Iran just doesn't want to leave the Stone Age.
The Islamic Republic's Sharia law-controlled judiciary dismissed the concerns of critics of its barbaric penal system and voted to retain stoning as the penalty for sex outside of marriage. The move was bad news for the estimated 10 women and men who human rights advocates say currently face death by stoning, as well as another 15 women Amnesty International says face the possibility of being pelted to death with rocks.
"The death by stoning provision not only contravenes international human rights standards and has no place in any penal code in any country, but also puts on full display the Iranian government's barbaric application of Islamic law which most negatively affects the rights of women and minorities in the country," Dwight Bashir, deputy director for policy at the U.S. Commission on International Religious Freedom, told FoxNews.com.
"The death by stoning provision not only contravenes international human rights standards and has no place in any penal code in any country."
- Dwight Bashir, U.S. Commission on International Religious Freedom
The rogue nation has rebuffed calls in the past for a more humane penal code. The case of Sakineh Mohammadi Ashtiani, 46, who was sentenced to death by stoning for an “illicit relationship outside of marriage,” erupted into an international scandal for Iran’s rulers in 2010. Iran’s regime now seeks to hang Ashtiani, who has already been exposed to a mock hanging, lashes and, according to the U.S. State Department’s 2012 report on human rights practices, beatings and cigarette burns.

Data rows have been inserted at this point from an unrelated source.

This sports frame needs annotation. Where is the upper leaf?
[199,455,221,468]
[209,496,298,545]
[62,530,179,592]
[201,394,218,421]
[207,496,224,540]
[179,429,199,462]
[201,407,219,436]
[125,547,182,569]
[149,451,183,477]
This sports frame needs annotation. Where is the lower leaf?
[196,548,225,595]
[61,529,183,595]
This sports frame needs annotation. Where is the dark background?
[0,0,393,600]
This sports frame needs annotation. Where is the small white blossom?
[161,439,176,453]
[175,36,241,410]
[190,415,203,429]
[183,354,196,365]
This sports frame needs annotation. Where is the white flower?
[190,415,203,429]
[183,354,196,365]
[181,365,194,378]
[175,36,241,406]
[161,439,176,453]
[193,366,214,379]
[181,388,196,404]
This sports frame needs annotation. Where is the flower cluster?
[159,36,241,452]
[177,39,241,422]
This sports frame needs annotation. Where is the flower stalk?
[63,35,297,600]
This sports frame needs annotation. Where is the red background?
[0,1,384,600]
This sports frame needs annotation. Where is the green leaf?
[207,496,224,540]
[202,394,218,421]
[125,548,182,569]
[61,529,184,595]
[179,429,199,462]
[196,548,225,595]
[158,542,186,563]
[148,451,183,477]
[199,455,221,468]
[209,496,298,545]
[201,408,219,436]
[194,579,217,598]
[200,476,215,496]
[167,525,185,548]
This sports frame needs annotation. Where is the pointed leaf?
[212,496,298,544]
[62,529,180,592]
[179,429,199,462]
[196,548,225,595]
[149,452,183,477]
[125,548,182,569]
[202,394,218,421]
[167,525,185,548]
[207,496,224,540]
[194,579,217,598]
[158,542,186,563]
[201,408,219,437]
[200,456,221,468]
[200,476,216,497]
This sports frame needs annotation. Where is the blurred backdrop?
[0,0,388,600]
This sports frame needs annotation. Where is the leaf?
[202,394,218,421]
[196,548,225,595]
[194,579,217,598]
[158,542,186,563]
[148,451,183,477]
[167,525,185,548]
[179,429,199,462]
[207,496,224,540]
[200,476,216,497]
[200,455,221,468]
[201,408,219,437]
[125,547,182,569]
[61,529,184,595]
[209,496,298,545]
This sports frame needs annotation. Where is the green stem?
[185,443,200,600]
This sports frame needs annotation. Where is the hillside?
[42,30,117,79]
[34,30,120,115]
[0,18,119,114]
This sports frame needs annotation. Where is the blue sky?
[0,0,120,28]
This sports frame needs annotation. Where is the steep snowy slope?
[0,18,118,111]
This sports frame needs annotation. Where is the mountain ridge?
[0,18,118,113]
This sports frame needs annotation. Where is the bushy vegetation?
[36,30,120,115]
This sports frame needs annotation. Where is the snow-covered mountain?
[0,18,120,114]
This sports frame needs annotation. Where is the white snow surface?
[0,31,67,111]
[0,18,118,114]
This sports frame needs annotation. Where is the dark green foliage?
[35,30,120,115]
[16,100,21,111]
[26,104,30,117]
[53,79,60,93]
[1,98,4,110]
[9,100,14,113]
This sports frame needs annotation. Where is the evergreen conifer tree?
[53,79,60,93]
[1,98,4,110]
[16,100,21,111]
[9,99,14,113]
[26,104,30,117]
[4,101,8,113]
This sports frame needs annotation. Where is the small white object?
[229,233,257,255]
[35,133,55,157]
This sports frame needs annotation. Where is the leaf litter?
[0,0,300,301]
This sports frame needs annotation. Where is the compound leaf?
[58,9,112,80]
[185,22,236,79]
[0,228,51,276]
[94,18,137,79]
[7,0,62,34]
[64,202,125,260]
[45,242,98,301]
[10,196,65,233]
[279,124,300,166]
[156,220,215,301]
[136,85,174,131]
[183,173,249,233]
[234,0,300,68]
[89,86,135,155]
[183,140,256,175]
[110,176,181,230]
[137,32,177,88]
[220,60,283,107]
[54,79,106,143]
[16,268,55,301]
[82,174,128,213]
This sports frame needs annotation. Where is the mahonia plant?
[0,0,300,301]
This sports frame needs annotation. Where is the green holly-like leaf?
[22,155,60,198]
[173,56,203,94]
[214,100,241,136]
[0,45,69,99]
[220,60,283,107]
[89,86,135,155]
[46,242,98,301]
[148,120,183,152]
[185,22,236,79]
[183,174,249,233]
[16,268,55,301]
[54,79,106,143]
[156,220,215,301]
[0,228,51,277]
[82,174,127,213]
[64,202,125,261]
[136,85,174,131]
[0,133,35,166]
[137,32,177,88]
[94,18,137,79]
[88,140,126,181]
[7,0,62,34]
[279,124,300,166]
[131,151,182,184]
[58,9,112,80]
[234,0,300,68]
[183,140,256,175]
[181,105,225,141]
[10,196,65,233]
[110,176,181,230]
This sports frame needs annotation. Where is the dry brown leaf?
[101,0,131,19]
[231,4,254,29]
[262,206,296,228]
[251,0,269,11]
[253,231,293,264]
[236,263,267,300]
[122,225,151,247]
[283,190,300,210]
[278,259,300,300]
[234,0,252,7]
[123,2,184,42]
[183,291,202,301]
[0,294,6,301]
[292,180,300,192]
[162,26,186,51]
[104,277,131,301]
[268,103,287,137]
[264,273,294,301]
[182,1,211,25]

Human rights groups including “Justice for Iran” have documented that Iran’s radical regime has stoned 77 people since the 1979 revolution ushered in a fundamentalist judicial system. Wahied Wahdat-Hagh, a European expert on Iran who has written extensively on the persecution of Christians, women, Baha’is and Jews in the Islamic Republic, told FoxNews.com that the number of victims stoned to death is believed to be higher than the frequently-cited statistics because of the lack of judicial transparency in the Islamic Republic.
The U.S. State Department’s human rights 2012 report noted that unconfirmed reports on the opposition Melli-Mazhabi Web site claimed that security personnel transferred the bodies of four women who had been stoned to the Tehran medical examiner’s office. The woman’s bodies showed evidence of torture, punishment by stoning and beatings, according to the Melli-Mazhabi website. Iranian officials rejected the reports but refused to provide answers for the deaths of the four women, who had been accused of engaging in “illegitimate relationships.”
“While the savagery of the regime is seemingly only directed at its own people, it should more broadly be seen as the manifestation of an expansionist ideology and an uncontainable brutality which is bound to affect the rest of the world community sooner or later,” Roya Hakakian, an American-Iranian expert on the Islamic Republic, told FoxNews.com.
Nasrin Amirsedghi, a leading Iranian dissident and intellectual in Germany who has written and lectured on the repression of women in Iran, told FoxNews.com that “Europe and the U.S. must make economic relations contingent on human rights improvements in Iran.” She said it was “illusionary “to think that mere dialogue with Iran’s leaders can influence an change in “this form of barbaric , inhumane and inacceptable laws [Stoning].” She called for economic sanctions targeting Iran’s regime because of its horrible human rights record.
Canada’s Parliament hosted “Iran Accountability Week” last week. The series of panels and committees outlined the Islamic Republic’s human rights violations, particularly the regime’s use of domestic and international terrorism to eradicate dissent and personal freedoms.
The Canadian Subcommittee on International Human Rights and the Foreign Affairs and International Development Committee unanimously adopted motions on Iran to cease using stoning and flogging as punishment and “desist from its persistent and pervasive assaults on the rights of women.”
Iran’s presidential election is slated for June 14 and has been marred by accusations of intimidating critical journalists and dissidents who oppose the regime’s heavy handed tactics. Iran’s fundamental clerical leaders refused to allow women to be candidates and limited the pool of presidential successors to candidates loyal to the Supreme Leader’s strict interpretation of Islamic law.